The nature of a typical call that reaches an agent has changed. The high volume of low-engagement calls has been replaced with fewer, more involved engagements. AHT has seen its influence wane as a KPI, with a longer call resulting in a first-time resolution being the preferred outcome. The numbers back this up too, with average call durations for both sales and service engagements on the rise.
Longer calls could be both a blessing and a curse. On the one hand, a longer engagement is more likely to result in first-contact resolution, improving CSAT. Longer calls frequently present more opportunities for cross-selling and up-selling too, helping meet revenue objectives.
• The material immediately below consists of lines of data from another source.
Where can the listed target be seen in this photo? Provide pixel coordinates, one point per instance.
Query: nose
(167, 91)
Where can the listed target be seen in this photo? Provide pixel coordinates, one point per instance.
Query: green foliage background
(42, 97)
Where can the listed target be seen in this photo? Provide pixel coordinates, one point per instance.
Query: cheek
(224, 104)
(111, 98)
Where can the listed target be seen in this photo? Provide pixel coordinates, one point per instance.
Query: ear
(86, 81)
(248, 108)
Conversely, extended call durations mean agents are not available to answer new calls, increasing wait times for customers and negatively impacting CSAT.
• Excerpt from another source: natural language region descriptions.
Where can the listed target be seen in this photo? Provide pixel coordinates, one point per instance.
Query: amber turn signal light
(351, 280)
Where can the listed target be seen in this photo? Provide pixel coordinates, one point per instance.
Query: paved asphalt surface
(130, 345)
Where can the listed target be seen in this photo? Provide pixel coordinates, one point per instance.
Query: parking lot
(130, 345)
Balancing process and performance
It’s obvious that contact center operators need to carefully balance operational efficiency with CSAT and ASAT if corporate and customer objectives are both to be met successfully. The contact center market employs huge numbers of staff globally (almost 3 million in the US alone) but is plagued by high turnover rates (30-40% on average). Leveraging technology to handle high-volume, low-effort engagements will continue to help meet process efficiency objectives and empowering agents with the right tools to deliver customer experience excellence will deliver against other KPIs. The key will lie in the application of the right technology at the right time. The adoption of AI, such as real-time sentiment analysis, will help businesses identify the point at which escalation or intervention is required, reducing friction for customers and agents alike.